Overall survival (OS) rate of patients with interstitial lung disease (ILD) associated with SCLC receiving chemotherapy based on the Glasgow prognostic score (GPS) group. Patient subgroups were as follows: GPS 0, n = 21; GPS 1, n = 4; and GPS 2, n = 6

TABLE 3

Univariate and multivariate analyses of factors associated with overall survival (OS) in patients with small cell lung cancer (SCLC) and interstitial lung disease (ILD) (n = 31)

Variable	Univariate analysis			Multivariate analysis
	HR	95% CI	p‐value	HR	95% CI	p‐value
Age, per year	1.01	0.93–1.09	0.80
Gender (male vs. female)	0.73	0.16–3.28	0.68
ECOG PS (0, 1 vs. 2–4)	2.65	0.56–12.45	0.21
Smoking history (former vs. current)	1.85	0.71–4.84	0.20
Pack‐years, per pack‐year	1.00	0.98–1.01	0.89
BMI, per kg/m2	1.00	0.80–1.25	0.95
Disease stage (Limited vs. Extensive)	2.28	0.77–6.72	0.13
Clinical stage (III vs. IV)	1.56	0.55–4.39	0.39
LDH, per U/l	1.00	1.00–1.00	0.004	1.00	1.00–1.00	0.11
KL‐6, per U/ml	1.00	0.99–1.00	0.99
HRCT pattern (non‐UIP vs. UIP pattern)	0.97	0.38–2.49	0.95
Emphysema (No/Yes)	1.68	0.44–6.37	0.44
GPS
0	1 (Ref)			1 (Ref)
1	3.98	0.99–16.00	0.051	3.76	0.93–15.15	0.062
2	17.29	3.58–83.35	<0.001	13.52	2.59–70.41	0.002

Abbreviations: BMI, body mass index; CI, confidence interval; ECOG PS, Eastern Cooperative Oncology Group Performance Status; GPS, Glasgow prognostic score; HR, hazard ratio; HRCT, high‐resolution computed tomography; KL‐6, Krebs von den Lungen‐6; LDH, lactate dehydrogenase; Ref, reference; UIP, usual interstitial pneumonia.

DISCUSSION

We believe that this is the first study to investigate whether there is a relationship between GPS and patients with SCLC and ILD receiving chemotherapy. The results show that GPS 2 is a significant predictive factor for the incidence of chemotherapy‐triggered AE‐ILD; furthermore, we reported that GPS was associated with OS in patients with SCLC and ILD.

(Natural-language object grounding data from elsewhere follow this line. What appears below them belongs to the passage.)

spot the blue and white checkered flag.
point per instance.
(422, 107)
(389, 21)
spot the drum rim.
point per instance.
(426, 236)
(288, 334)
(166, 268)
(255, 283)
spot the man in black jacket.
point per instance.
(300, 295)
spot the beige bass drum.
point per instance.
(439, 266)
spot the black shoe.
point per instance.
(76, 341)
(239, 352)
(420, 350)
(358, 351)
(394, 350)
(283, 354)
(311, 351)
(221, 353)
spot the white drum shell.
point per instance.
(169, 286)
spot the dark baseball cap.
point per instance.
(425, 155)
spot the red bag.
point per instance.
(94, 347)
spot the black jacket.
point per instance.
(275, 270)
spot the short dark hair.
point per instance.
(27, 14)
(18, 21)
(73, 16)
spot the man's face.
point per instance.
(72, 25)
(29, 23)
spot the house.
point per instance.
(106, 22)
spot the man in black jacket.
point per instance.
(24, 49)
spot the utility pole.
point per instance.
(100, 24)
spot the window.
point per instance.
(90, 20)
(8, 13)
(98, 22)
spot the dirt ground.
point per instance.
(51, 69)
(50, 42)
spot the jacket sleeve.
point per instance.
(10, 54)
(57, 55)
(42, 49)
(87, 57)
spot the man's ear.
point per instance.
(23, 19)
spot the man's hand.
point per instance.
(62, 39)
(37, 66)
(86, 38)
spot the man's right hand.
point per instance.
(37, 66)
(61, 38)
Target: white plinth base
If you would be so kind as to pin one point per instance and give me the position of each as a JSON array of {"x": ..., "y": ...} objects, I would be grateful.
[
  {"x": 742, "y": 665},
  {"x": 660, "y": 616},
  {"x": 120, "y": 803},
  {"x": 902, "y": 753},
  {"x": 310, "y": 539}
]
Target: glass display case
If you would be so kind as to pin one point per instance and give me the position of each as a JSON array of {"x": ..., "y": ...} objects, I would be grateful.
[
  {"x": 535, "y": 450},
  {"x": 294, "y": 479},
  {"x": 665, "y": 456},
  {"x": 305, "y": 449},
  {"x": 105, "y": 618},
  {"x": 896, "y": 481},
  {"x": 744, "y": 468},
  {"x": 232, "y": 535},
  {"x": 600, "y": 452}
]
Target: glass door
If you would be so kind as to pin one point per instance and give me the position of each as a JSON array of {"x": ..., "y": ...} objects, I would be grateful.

The annual incidence of AE‐ILD in patients with GPS 2 was 50.0% (three patients), which was higher than that reported ILD associated with SCLC who received cytotoxic chemotherapy (11.9%–36.4%). , , , However, the frequency of AE‐ILD within the first year of chemotherapy of 9.5% (two patients) in the GPS 0 subgroup was lower than that previously reported. Based on these results, we propose that using GPS to monitor patients could lead to mitigation of chemotherapy‐triggered AE‐ILD risk. Importantly, in a clinical setting, GPS may provide guidance to identify patients tolerant of chemotherapy from those at high risk of AE‐ILD.

Previously, studies reported a median OS ranging from 9.4 to 10.6 months using platinum‐based anticancer agents and etoposide as first‐line chemotherapy for patients with ED‐SCLC without ILD. , , In our study, the median OS of patients with ED‐SCLC and GPS 0 was 13.3 months, which is comparable to previous results. These data suggest that the risk for ILD exacerbation is low and that chemotherapy is warranted for patients with SCLC and a GPS of 0. Meanwhile, we reported that the median OS of patients with ED‐SCLC and GPS 2 was 7.4 months, a result that indicates worse prognosis than that reported in previous studies. As GPS 2 is a significant predictor of chemotherapy‐triggered AE‐ILD, the poorer prognosis of patients with a GPS of 2 is possibly attributable to AE‐ILD. Furthermore, the incidence of AE in second‐line and later treatments was higher than that reported in first‐line treatment (Figure S1). Because there are no established methods currently available for treating chemotherapy‐triggered AE‐ILD and with a mortality of ILD exacerbation between 22% and 27%, , , , , patients with ED‐SCLC and ILD with a GPS of 2 should receive adequate explanation of risks before receiving chemotherapy and availability of other options to consider such as supportive care especially in second‐line or later treatments. Furthermore, caution should be exercised with the use of topotecan because it was associated with an AE incidence of 25%, which is similar to that reported in a previous study. Conversely, carboplatin and paclitaxel are associated with lower AE incidence rates, thus warranting consideration of their use.

The mechanism underlying the prognostic effect of GPS in patients with ILD associated with lung cancer remains unclear. One possible explanation for the association between high levels of GPS and prognosis is that systemic inflammation and/or malnutrition are contributory factors in chemotherapy‐triggered AE‐ILD. It has been reported that a high serum CRP level, reflecting a state of inflammation, is closely related to AE‐ILD. , , , , , , , , Zhuang et al. suggested that elevated serum CRP was a prognostic factor of hospital mortality in patients with AE‐IPF. Furthermore, Minegishi et al. proposed the high levels of CRP as a predictive factor for AE‐ILD in patients with ILD associated with lung cancer treated using chemotherapy. Meanwhile, Alb is a negative‐phase protein used as a marker of inflammation and nutrition, which has been reported to be associated with mortality of patients with AE‐IPF and patients with ILD awaiting transplant. , Moreover, Biyun et al. demonstrated that IPF patients with hypoprealbuminemia have poorer outcome. In our study, GPS 2 is associated with chemotherapy‐triggered AE‐ILD and prognosis in patients with SCLC and pre‐existing ILD, thus supporting previous studies. Furthermore, it was proposed that the treatment of inflammation and undernutrition may be effective for preventing AE‐ILD and confer improved prognosis for patients with SCLC and ILD.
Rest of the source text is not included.